Authorities investigating an adoption home in Guatemala said on Friday they had released two six-month-old babies to a US couple after determining their adoption was legal.
Carmen de Wennier, director of the Presidential Department for Social Welfare, which has been overseeing at least 45 children staying at the Casa Quivira home, confirmed the adoption of the little boy and girl, of different mothers.
She said legally she could not release the parents' identity.
US would-be adoptive parents have flooded the US embassy with desperate calls and sent e-mails to The Associated Press asking for help after police raided Casa Quivira on Aug. 11 as part of a national attempt to bring adoption agencies in line with international standards.
Guatemalan officials argue the home's paperwork didn't meet legal standards.

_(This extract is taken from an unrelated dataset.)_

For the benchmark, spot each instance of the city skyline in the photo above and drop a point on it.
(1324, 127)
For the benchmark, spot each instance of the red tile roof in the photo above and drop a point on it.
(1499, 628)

But parents and the home's directors say that the raid was politically motivated by US pressure to clean up a largely unregulated, multimillion-dollar industry in which some brokers steal babies.
Outside experts familiar with the situation have said that Casa Quivira has a spotless record.
Clifford Phillips of Delan, Florida, who owns and runs Casa Quivira with his Guatemalan wife, Sandra Gonzalez, e-mailed a statement to the news media Friday saying the two six-month-old infants were handed over to the parents "after much pressure from the US embassy in Guatemala and lawyers from Casa Quivira."
De Wennier denied any pressure from the US.
The US has pushed for a crackdown in an industry that has placed more than 25,000 Guatemalan children in US homes since 1990. Every 100th baby born in Guatemala is put in a US home.
The adoption process has, however, slowed since the US warned in March about risks including scam artists pressuring women to sell their babies.